Additional Readings (Provided by Instructor):

 

Supplementary Texts:

(Not required; assigned readings will be made available to the students via PDF. Books are also available on loan from the instructor's personal library for a limited time):

  • For Jazz Theory:

    • Levine, M. (1995). The jazz theory book. Petaluma, CA: Sher Music Co.

  • For Jazz Improvisation:

    • Aebersold, J. (1967). How to play jazz and improvise: Volume 1. New Albany, IN: Jamey Aebersold Jazz, Inc.

    • Reeves, S.D. (2001). Creative jazz improvisation (3rd ed.). Upper Saddle River, NJ: Prentice Hall.

  • For Jazz Arranging/Composing

    • Lindsay, G. (2005). Jazz arranging techniques. Miami, FL: Staff Art Publishing.

    • Pease, T. (2003). Jazz composition: Theory and practice. Boston, MA: Berklee Press.

    • Pease, T. & Pullig, K. (2001). Modern jazz voicings: Arranging for small and medium ensembles. Boston, MA: Berklee Press.

    • Pullig, K. & Lowell, D. (2003). Arranging for large jazz ensemble. Boston, MA: Berklee Press.

    • Wright, R. (1982). Inside the score: A detailed analysis of 8 classic jazz ensemble charts. Delevan, NY: Kendor Music.

  • For Jazz History

    • Gioia, T. (1997). The history of jazz. New York, NY: Oxford University Press.

Class Expectations

As a teaching preparation course, attendance and participation are expected for each class session.  If you know you will be absent for a class meeting, please notify the instructor at least 24 hours prior to the absence. You are responsible for making up any work you may have missed during your absence.

 

Please note that I understand that students enrolled in this course will have vastly different backgrounds and experiences with jazz music. Expectations and grading criteria will be based upon each student's individual growth and development over the course of the ten weeks. While some students may be able to improvise fluently and write complex jazz arrangements, you should not feel dismayed if you do not yet have confidence in these skills. Everyone will learn at their own pace!

 

Tips for Success:

  • In order to grow musically, it is required that you practice the improvisational techniques that we cover in class to develop your own abilities with improvisation.

  • Be sure to keep up with the listenings. A list will be distributed in class. Please be sure to listen to these selections throughout the quarter so that you develop a familiarity with them.

  • It is your responsibility to take notes of the materials covered in class. Often, important theory concepts will be covered only in class because of the complexity of most jazz theory textbooks. Please be sure to take notes and ask questions if something is unclear.

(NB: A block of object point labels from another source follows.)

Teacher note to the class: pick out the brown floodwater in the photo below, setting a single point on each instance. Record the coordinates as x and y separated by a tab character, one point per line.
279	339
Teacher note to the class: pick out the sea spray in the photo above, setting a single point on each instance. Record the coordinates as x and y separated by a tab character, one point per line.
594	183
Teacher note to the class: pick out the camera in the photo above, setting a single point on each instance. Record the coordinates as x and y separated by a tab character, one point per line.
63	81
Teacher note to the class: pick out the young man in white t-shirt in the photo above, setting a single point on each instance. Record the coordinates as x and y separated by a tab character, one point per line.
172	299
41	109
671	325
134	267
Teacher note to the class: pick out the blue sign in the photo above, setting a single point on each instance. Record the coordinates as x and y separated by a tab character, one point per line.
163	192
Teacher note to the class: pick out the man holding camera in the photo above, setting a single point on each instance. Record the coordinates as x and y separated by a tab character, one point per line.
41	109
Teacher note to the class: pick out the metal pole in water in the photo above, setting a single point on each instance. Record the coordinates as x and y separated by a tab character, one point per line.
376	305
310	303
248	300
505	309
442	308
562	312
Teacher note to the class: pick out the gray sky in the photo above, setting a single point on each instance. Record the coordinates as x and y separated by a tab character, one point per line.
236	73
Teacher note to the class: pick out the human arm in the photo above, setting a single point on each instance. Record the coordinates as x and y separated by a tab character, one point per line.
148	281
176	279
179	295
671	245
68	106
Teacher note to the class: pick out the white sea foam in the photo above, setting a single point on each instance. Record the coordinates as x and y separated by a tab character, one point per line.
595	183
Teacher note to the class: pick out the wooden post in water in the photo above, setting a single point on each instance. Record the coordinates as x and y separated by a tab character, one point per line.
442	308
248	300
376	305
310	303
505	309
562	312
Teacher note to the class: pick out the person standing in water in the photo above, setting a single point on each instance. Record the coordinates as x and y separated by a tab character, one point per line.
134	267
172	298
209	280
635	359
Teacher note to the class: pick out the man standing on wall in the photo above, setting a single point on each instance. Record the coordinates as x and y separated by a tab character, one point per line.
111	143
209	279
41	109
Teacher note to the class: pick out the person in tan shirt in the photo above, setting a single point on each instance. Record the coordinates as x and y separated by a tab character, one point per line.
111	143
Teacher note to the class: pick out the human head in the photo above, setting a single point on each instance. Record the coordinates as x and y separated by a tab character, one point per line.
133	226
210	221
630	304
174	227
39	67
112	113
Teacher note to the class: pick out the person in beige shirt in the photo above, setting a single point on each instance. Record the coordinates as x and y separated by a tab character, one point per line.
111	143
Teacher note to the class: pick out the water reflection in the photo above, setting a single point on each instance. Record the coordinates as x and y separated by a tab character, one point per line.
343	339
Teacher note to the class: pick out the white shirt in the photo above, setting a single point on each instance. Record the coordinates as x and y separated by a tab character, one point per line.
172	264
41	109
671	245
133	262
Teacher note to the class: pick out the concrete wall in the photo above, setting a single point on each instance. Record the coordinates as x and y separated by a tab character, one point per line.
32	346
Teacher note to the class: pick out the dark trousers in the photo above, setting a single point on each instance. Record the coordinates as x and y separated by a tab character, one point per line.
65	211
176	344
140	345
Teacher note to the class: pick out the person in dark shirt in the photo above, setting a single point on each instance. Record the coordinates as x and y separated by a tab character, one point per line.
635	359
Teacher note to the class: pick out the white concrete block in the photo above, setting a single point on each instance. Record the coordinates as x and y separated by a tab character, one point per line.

  • Do not wait for the last minute to start your arrangement project! Thinking of your idea might be simple, but don't underestimate the time it takes to complete the writing and voicings, and prepare your score for submission!

 

Disability Accommodations

If you would like to request academic accommodations due to a disability or temporary health condition, please contact Disability Resources for Students (DRS) at 206-543-8924 or uwdrs@uw.edu, and/or visit disability.uw.edu. Links to an external site. for more information. If you have a letter from DRS indicating that you have a disability that requires academic accommodations, please present the letter to me as soon as possible so that we can discuss accommodations needed for this class. This letter may also be sent to me electronically. I cannot provide special accommodations unless I receive approval from DRS.